Greenplum PL/R Language Extension

Greenplum PL/R Language Extension

About Greenplum Database PL/R

PL/R is a procedural language. With the Greenplum Database PL/R extension you can write database functions in the R programming language and use R packages that contain R functions and data sets.

Important: Extension packages for Greenplum Database 4.3.4.x and earlier are not compatible with Greenplum Database 4.3.5.0 due to the introduction of Pivotal Query Optimizer. Also, extension packages for Greenplum Database 4.3.5.0 and later are not compatible with Greenplum Database 4.3.4.x and earlier.

To use extension packages with Greenplum Database 4.3.5.0 and later, you must install and use Greenplum Database extension packages (gppkg files and contrib modules) that are built for Greenplum Database 4.3.5.0 and later. For custom modules that were used with Greenplum Database 4.3.4.x and earlier, you must rebuild the modules for use with Greenplum Database 4.3.5.0 and later.

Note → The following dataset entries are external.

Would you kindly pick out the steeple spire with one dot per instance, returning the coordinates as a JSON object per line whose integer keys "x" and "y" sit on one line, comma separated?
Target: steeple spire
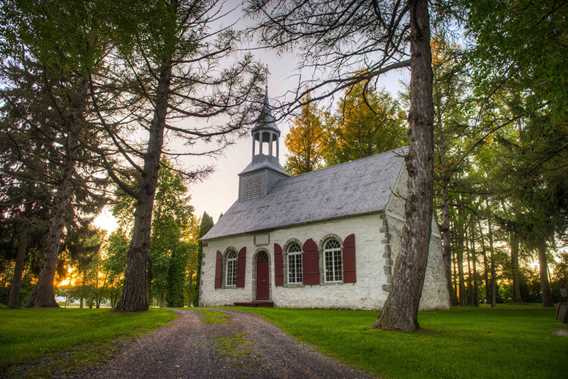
{"x": 264, "y": 170}
{"x": 266, "y": 133}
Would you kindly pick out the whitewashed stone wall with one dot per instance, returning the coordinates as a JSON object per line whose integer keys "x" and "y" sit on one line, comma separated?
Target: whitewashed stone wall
{"x": 374, "y": 246}
{"x": 366, "y": 293}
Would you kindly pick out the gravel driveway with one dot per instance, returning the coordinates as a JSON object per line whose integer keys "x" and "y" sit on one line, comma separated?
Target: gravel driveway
{"x": 230, "y": 345}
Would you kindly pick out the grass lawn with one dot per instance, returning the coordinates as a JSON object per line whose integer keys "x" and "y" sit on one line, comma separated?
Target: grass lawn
{"x": 85, "y": 335}
{"x": 508, "y": 342}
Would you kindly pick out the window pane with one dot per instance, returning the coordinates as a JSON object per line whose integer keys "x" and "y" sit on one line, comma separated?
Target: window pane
{"x": 333, "y": 261}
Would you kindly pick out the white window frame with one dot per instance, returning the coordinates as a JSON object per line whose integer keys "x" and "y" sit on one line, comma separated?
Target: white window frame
{"x": 231, "y": 259}
{"x": 299, "y": 278}
{"x": 336, "y": 256}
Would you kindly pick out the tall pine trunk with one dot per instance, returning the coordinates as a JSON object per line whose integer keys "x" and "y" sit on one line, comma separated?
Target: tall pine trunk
{"x": 16, "y": 285}
{"x": 446, "y": 240}
{"x": 543, "y": 267}
{"x": 400, "y": 310}
{"x": 485, "y": 266}
{"x": 44, "y": 292}
{"x": 461, "y": 251}
{"x": 475, "y": 295}
{"x": 515, "y": 268}
{"x": 136, "y": 288}
{"x": 469, "y": 273}
{"x": 492, "y": 255}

For information about supported PL/R versions, see the Greenplum Database Release Notes.

Installing PL/R

For Greenplum Database version 4.3 and later, the PL/R extension is available as a package. Download the package from Pivotal Network and install it with the Greenplum Package Manager (gppkg).

The gppkg utility installs Greenplum Database extensions, along with any dependencies, on all hosts across a cluster. It also automatically installs extensions on new hosts in the case of system expansion and segment recovery.

For information about gppkg, see the Greenplum Database Utility Guide.

Installing the Extension Package

Before you install the PL/R extension, make sure that your Greenplum Database is running, you have sourced greenplum_path.sh, and that the $MASTER_DATA_DIRECTORY and $GPHOME variables are set.

  1. Download the PL/R extension package from Pivotal Network, then copy it to the master host.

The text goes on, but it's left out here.